Oil prices have declined from their peak, though the impact is muted by a weaker kiwi dollar.
The Reserve Bank is easing aggressively, but the impact is muted by the international credit crunch.
The financial markets expect the bank to cut the official cash rate by another 50 basis points next month to 7 per cent and to have dropped it to 6 per cent by this time next year.
The first round of tax cuts takes effect from next week, though the pre-election opening of the Government's books in October is expected to reveal a much darker economic and fiscal outlook than in the May Budget.

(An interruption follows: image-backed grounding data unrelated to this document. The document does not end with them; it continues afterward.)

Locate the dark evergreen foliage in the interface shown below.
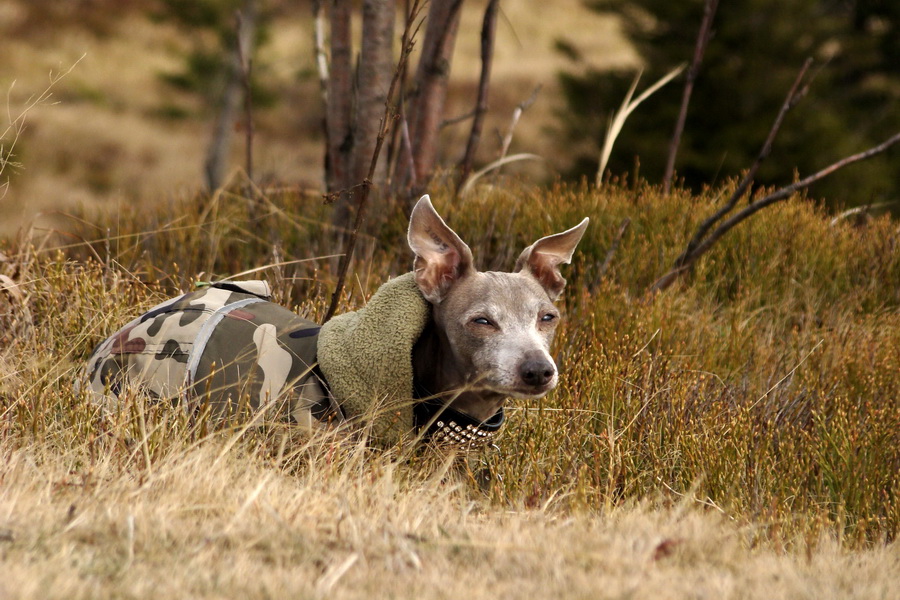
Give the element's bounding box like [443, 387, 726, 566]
[559, 0, 900, 207]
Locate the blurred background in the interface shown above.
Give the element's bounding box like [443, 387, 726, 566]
[1, 0, 897, 237]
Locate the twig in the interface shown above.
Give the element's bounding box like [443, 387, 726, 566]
[592, 217, 631, 287]
[662, 0, 719, 196]
[399, 100, 417, 187]
[440, 109, 477, 128]
[651, 130, 900, 292]
[324, 0, 424, 323]
[235, 7, 256, 185]
[385, 0, 414, 184]
[497, 85, 541, 164]
[674, 58, 813, 267]
[457, 0, 499, 194]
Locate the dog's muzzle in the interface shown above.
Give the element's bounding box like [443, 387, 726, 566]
[414, 400, 505, 448]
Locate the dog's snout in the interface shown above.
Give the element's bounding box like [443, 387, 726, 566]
[520, 358, 555, 387]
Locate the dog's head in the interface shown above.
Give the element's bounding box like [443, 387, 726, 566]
[408, 195, 588, 400]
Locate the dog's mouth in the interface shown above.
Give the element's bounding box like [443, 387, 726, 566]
[473, 371, 558, 399]
[507, 381, 556, 399]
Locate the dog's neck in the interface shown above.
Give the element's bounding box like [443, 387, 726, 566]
[411, 320, 505, 423]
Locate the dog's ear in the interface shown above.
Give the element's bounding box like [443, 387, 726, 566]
[408, 195, 475, 304]
[515, 218, 589, 301]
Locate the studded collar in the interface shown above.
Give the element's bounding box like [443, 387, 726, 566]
[414, 399, 505, 447]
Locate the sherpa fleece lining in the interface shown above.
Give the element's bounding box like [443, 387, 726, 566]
[316, 272, 431, 445]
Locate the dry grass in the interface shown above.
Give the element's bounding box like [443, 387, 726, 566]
[1, 442, 897, 599]
[1, 180, 899, 597]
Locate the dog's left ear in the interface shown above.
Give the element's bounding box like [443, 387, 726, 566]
[515, 218, 589, 300]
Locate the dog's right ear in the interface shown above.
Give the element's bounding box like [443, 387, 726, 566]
[407, 195, 474, 304]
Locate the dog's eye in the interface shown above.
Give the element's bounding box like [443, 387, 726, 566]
[541, 313, 556, 323]
[472, 317, 492, 326]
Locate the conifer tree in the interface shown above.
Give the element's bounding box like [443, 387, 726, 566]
[558, 0, 900, 206]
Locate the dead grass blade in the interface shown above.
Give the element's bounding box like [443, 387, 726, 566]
[596, 64, 686, 188]
[459, 152, 543, 196]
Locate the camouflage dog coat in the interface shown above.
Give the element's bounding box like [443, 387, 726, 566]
[83, 280, 342, 428]
[84, 273, 450, 444]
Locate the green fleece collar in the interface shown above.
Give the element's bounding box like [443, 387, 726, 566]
[316, 272, 431, 446]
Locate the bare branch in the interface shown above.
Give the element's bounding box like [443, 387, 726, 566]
[497, 84, 541, 166]
[592, 217, 631, 287]
[651, 130, 900, 292]
[457, 0, 499, 194]
[440, 109, 477, 129]
[662, 0, 719, 196]
[675, 58, 812, 267]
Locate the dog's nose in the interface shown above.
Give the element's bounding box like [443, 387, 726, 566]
[520, 358, 555, 387]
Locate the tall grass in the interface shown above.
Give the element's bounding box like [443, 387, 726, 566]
[2, 179, 898, 559]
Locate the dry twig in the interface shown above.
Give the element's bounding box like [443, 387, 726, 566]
[497, 85, 541, 164]
[674, 58, 813, 268]
[662, 0, 719, 195]
[457, 0, 499, 193]
[652, 129, 900, 292]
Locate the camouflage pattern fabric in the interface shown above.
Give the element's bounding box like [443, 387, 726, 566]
[84, 281, 341, 428]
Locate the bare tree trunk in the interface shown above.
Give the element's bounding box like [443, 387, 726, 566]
[395, 0, 464, 195]
[324, 1, 423, 322]
[353, 0, 396, 186]
[204, 0, 257, 192]
[313, 0, 330, 190]
[326, 0, 353, 212]
[329, 0, 396, 229]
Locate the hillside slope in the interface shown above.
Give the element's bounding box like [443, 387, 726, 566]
[0, 0, 635, 236]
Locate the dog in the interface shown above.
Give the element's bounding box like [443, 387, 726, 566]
[83, 195, 588, 447]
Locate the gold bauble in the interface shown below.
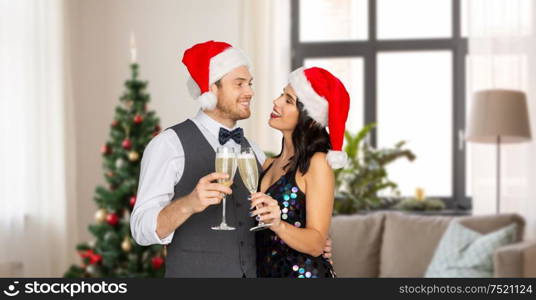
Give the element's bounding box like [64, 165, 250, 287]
[162, 245, 167, 257]
[128, 151, 140, 162]
[95, 208, 107, 223]
[121, 237, 132, 252]
[124, 100, 133, 109]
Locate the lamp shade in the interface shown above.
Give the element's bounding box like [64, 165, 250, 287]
[466, 89, 532, 144]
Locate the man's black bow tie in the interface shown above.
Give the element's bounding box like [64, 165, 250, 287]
[218, 127, 244, 145]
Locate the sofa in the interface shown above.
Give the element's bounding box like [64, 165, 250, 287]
[329, 211, 536, 277]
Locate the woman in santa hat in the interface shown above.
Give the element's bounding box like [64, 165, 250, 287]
[250, 66, 350, 278]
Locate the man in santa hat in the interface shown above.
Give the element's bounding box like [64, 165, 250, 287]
[130, 41, 331, 277]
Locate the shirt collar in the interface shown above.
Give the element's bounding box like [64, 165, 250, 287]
[193, 109, 240, 137]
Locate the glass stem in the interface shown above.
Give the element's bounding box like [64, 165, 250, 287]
[251, 192, 265, 225]
[222, 195, 227, 225]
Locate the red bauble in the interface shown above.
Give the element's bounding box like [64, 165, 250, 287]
[134, 114, 143, 124]
[152, 125, 161, 138]
[129, 195, 137, 207]
[122, 139, 132, 150]
[79, 249, 102, 265]
[111, 120, 118, 127]
[106, 213, 119, 226]
[151, 256, 164, 270]
[100, 145, 110, 155]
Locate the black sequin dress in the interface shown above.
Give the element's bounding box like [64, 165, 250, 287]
[255, 164, 336, 278]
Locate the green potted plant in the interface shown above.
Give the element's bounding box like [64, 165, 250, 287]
[395, 187, 446, 211]
[334, 123, 416, 214]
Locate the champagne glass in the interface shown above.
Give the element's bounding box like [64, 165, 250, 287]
[212, 146, 237, 230]
[238, 147, 271, 231]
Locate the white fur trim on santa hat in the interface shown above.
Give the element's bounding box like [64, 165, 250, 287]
[198, 91, 217, 110]
[327, 150, 348, 169]
[209, 47, 250, 84]
[289, 67, 328, 127]
[187, 76, 201, 98]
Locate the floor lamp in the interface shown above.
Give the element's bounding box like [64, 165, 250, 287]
[466, 89, 532, 214]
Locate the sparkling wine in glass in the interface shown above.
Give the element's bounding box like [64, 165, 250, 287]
[238, 148, 271, 231]
[212, 146, 237, 231]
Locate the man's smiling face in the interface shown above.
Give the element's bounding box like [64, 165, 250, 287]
[211, 65, 254, 121]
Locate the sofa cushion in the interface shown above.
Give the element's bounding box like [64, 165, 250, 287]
[330, 212, 385, 277]
[379, 212, 453, 277]
[457, 214, 524, 242]
[424, 221, 517, 277]
[379, 212, 525, 277]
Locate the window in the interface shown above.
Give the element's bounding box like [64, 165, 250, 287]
[291, 0, 470, 209]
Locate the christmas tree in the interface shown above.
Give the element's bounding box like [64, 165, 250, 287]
[64, 62, 165, 277]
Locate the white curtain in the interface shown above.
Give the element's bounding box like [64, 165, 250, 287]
[467, 0, 536, 239]
[239, 0, 291, 154]
[0, 0, 77, 276]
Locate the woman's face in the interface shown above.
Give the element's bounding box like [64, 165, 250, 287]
[269, 84, 300, 132]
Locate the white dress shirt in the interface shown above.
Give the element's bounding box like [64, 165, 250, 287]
[130, 110, 266, 246]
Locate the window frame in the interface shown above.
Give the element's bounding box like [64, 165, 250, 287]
[291, 0, 470, 210]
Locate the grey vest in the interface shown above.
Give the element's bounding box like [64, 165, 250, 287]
[164, 120, 261, 278]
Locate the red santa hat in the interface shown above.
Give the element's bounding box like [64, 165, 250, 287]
[181, 40, 250, 110]
[289, 67, 350, 169]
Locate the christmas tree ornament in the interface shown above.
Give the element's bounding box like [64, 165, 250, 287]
[111, 120, 119, 127]
[104, 230, 117, 241]
[106, 171, 114, 178]
[129, 195, 136, 207]
[153, 125, 161, 137]
[115, 158, 125, 169]
[134, 114, 143, 124]
[142, 251, 150, 262]
[128, 253, 138, 262]
[106, 212, 119, 226]
[121, 237, 132, 252]
[88, 240, 96, 248]
[128, 179, 137, 188]
[122, 209, 131, 222]
[86, 265, 97, 275]
[100, 145, 111, 155]
[122, 139, 132, 150]
[79, 249, 102, 265]
[116, 268, 127, 276]
[128, 151, 139, 161]
[95, 208, 107, 223]
[124, 100, 134, 109]
[151, 256, 164, 270]
[129, 195, 137, 207]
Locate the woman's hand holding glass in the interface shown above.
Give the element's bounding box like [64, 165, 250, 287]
[249, 192, 281, 230]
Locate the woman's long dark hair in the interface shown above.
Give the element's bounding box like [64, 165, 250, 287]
[276, 101, 331, 174]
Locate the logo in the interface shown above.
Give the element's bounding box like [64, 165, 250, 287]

"We still have the weight of the international credit crisis ... hanging like a millstone around out necks," said Bank of New Zealand economist Stephen Toplis.
"Nonetheless we have started to claw our way out of the morass and hopes are high that the quarter now ending, at least in a technical sense, will prove to be our darkest hour."
MORE CUTS LIKELY
* Gross domestic product fell 0.2 per cent in the June quarter. It fell 0.3 per cent in the previous quarter, meaning the economy is officially in recession.
* A further fall in the September quarter is widely expected, but growth is expected to return in the December quarter as lower petrol prices, lower interest rates and tax cuts boost consumer spending.
* With recession at home and a credit crisis abroad, the Reserve Bank is expected to continue to "front load" its easing, with another 50 basis points cut in the official cash rate next month.